Le responsabilità delle guerre non ricadono solo su chi le causa, ma anche su chi le fa.
L’inchiostro della violenza dipinge la terra di rosso sangue e rende grigio tutti gli altri colori.
State in guardia dal Nuovo Ordine Mondiale e dal capitalismo perché ad entrambi serve una Grande Guerra e qualche milione di morti per risollevare le economie mondiali.

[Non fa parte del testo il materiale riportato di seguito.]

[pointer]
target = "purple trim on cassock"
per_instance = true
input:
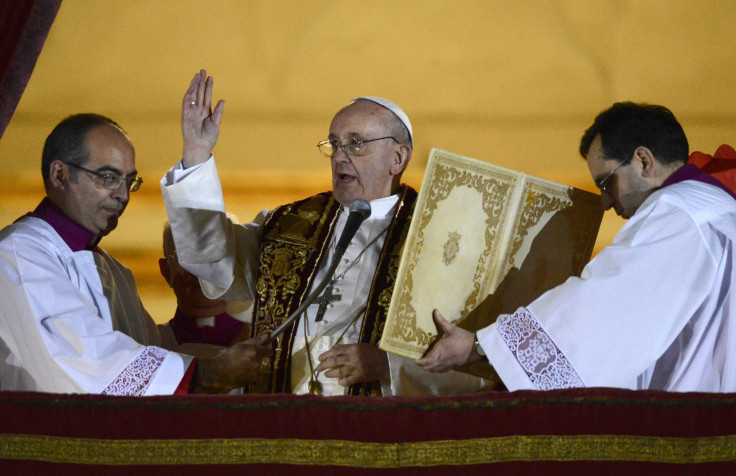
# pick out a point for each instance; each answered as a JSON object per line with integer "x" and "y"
{"x": 74, "y": 235}
{"x": 223, "y": 333}
{"x": 692, "y": 172}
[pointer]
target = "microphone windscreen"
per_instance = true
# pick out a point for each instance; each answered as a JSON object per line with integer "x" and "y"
{"x": 361, "y": 206}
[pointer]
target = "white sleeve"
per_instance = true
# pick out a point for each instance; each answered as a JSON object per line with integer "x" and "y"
{"x": 56, "y": 339}
{"x": 224, "y": 255}
{"x": 613, "y": 323}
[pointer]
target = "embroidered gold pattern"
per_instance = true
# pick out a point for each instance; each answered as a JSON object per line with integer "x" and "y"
{"x": 451, "y": 247}
{"x": 566, "y": 448}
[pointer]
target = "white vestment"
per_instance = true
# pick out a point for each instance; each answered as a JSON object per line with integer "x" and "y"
{"x": 72, "y": 322}
{"x": 225, "y": 256}
{"x": 652, "y": 311}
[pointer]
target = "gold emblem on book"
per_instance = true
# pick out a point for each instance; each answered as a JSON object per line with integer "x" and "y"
{"x": 451, "y": 248}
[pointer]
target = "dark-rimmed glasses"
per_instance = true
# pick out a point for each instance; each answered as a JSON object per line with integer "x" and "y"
{"x": 112, "y": 181}
{"x": 605, "y": 182}
{"x": 352, "y": 147}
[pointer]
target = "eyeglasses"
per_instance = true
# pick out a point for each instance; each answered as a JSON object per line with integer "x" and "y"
{"x": 352, "y": 147}
{"x": 113, "y": 181}
{"x": 605, "y": 182}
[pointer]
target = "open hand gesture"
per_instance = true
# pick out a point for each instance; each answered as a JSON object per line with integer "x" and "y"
{"x": 200, "y": 125}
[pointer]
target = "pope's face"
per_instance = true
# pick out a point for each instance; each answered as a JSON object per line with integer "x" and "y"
{"x": 370, "y": 175}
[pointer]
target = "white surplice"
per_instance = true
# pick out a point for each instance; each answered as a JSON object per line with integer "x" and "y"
{"x": 654, "y": 310}
{"x": 225, "y": 256}
{"x": 72, "y": 322}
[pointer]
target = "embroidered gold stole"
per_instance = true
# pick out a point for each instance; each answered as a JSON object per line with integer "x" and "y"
{"x": 294, "y": 243}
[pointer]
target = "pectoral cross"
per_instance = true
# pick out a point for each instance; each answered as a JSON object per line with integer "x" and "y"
{"x": 325, "y": 300}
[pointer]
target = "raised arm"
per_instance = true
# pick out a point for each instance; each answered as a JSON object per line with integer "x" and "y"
{"x": 200, "y": 124}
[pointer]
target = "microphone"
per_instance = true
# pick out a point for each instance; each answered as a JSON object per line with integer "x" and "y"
{"x": 359, "y": 210}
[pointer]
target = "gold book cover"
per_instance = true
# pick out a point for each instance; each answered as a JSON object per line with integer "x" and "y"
{"x": 483, "y": 241}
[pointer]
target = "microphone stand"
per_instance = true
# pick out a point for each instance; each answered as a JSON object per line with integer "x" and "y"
{"x": 359, "y": 211}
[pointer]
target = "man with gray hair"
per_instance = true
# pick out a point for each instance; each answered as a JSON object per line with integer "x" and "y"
{"x": 277, "y": 261}
{"x": 71, "y": 320}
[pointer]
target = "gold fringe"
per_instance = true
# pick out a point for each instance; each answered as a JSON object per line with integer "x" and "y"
{"x": 368, "y": 455}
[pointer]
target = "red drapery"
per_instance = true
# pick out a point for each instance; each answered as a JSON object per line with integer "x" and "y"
{"x": 24, "y": 26}
{"x": 578, "y": 431}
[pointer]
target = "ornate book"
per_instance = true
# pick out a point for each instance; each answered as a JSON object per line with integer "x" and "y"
{"x": 483, "y": 241}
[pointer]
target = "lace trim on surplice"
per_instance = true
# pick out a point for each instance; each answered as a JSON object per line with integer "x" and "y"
{"x": 544, "y": 363}
{"x": 136, "y": 377}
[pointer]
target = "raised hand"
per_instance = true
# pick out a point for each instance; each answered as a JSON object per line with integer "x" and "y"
{"x": 453, "y": 349}
{"x": 200, "y": 124}
{"x": 235, "y": 367}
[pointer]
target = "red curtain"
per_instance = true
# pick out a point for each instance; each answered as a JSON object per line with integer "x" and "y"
{"x": 24, "y": 26}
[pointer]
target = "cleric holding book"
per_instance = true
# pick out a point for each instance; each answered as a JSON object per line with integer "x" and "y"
{"x": 654, "y": 310}
{"x": 278, "y": 260}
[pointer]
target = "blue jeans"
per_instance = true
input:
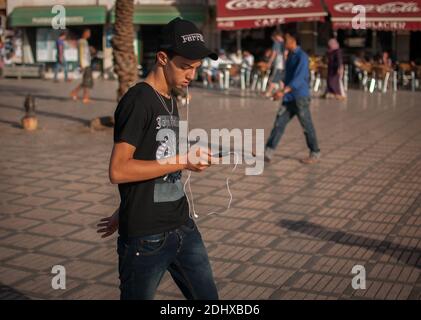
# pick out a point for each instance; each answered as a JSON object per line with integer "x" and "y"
{"x": 144, "y": 260}
{"x": 301, "y": 108}
{"x": 58, "y": 67}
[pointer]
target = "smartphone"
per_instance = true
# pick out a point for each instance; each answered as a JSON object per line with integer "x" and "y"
{"x": 220, "y": 154}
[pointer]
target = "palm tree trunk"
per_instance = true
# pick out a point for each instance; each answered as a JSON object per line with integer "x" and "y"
{"x": 125, "y": 64}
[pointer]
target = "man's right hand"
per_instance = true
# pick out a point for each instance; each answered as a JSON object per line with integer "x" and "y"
{"x": 198, "y": 159}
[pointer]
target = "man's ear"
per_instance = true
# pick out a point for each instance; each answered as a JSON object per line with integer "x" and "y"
{"x": 162, "y": 58}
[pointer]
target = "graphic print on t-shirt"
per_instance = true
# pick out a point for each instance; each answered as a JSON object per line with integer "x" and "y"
{"x": 168, "y": 187}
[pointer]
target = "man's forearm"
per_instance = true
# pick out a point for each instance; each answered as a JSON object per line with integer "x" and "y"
{"x": 134, "y": 170}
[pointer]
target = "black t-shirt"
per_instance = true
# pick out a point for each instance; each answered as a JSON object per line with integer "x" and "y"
{"x": 156, "y": 205}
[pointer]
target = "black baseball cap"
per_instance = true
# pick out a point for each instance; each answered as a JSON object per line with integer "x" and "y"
{"x": 183, "y": 38}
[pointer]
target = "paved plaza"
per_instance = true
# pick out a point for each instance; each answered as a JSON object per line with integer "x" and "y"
{"x": 293, "y": 232}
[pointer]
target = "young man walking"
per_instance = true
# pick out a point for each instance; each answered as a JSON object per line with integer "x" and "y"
{"x": 156, "y": 233}
{"x": 85, "y": 66}
{"x": 295, "y": 101}
{"x": 277, "y": 60}
{"x": 60, "y": 56}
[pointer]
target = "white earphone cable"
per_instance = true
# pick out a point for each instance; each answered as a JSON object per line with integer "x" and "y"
{"x": 192, "y": 211}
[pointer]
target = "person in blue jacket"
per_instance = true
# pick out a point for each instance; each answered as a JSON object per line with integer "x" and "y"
{"x": 295, "y": 101}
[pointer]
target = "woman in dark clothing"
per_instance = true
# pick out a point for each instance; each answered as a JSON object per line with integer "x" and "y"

Umanità, sei tesa come una corda di violino pronta a suonare la sua ultima nota disperata di pace. Là il guerriero popolo si rifugia all’ombra di bombe inesplose: lì è la pace, il ribelle animo umano sente l’eco della propria fragilità di essere e si perseguita con falsi cartelli dai forti poteri; deboli di libertà umana. Libertà è ciò che ogni uomo chiede: ed è disperazione nel dire la propria opinione libertà gridata dai mille volti, da ogni razza sia essa armata amata o pacifista; solo questo per vivere.
La guerra è l’unica speranza che ha l’uomo di annientarsi.
Da un lato la grande forza della guerra ci spinge a sopravvivere, dall’altra la grande pace che ci spinge ad odiare la guerra.
La guerra dell’inimicizia assoluta non conosce alcuna limitazione. Trova il suo senso e la sua legittimità proprio nella volontà di arrivare alle estreme conseguenze. La sola questione è dunque questa: esiste un nemico assoluto, e chi è in concreto?